Özellikle son yıllardaki bilimsel ve toplumsal hayattaki çok hızlı değişimler ve bunlara bağlı olarak mesleki değerlerdeki ve mesleğin uygulama şekillerindeki değişimlere ayak uydurmak hem tıp hem de diş hekimleri için zorlayıcı olmaktadır. Çok uzun yıllardan beri süre gelen hekimlik felsefesinin profesyonellik kavramıyla yer değiştirmesi diş hekimliğindeki hem temel hem de etik müfredatın yenilenmesi gereğini doğurmuştur. Yapılacak yeni etik düzenlemeler hekimlerdeki bu kafa karışıklığını gidermeye ve yeni düzen içinde eski otonomilerini kazanmalarına yardımcı olacaktır.

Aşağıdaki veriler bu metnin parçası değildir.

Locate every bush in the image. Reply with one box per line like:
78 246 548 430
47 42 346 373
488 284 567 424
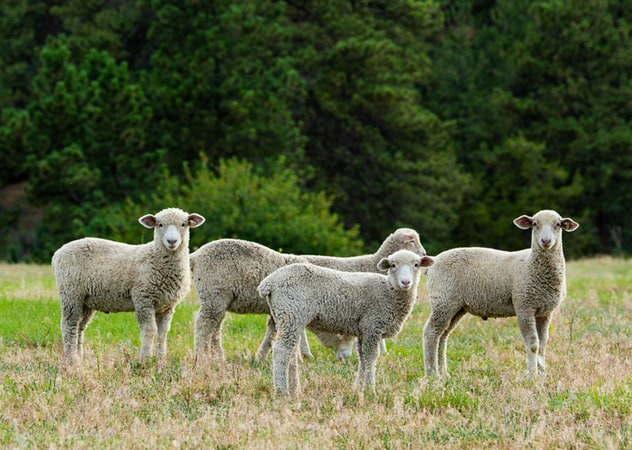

Beauchamp (2004)’ın belirttiği tıp sanatları eğitimi içindeki yenilenme hareketi tam da bunları ifade etmektedir. Bu hareket tıp eğitiminin yeniden düzenlenmesi, profesyonel çalışma ve şeklinin yeniden formüle edilmesi, ve meslek için ölçülebilir amaçlar ve sonuçlar belirleyerek mesleki ahlak reformunu kapsamaktadır. 1970’lerin davranışçı öğreniminin yerine yeterlilik temelli eğitim geçirilmiştir. Randımanı besleyen yeni ekonomik gerçekler ve bunların çalışma alanındaki sonuçlarıyla başa çıkmak için iş ve yönetim eğitimlerinden alıntılar yapılmıştır. Performans gerçeklerine ve ölçülebilir sonuçlara dayanır. Bunun yanında hekimler arasındaki ilişki ve sosyal yaşamın etik ilişki temelinde düzenlenmesi gerekliliği vardır (Chambers et al. 2003, Atchison et al. 2002a).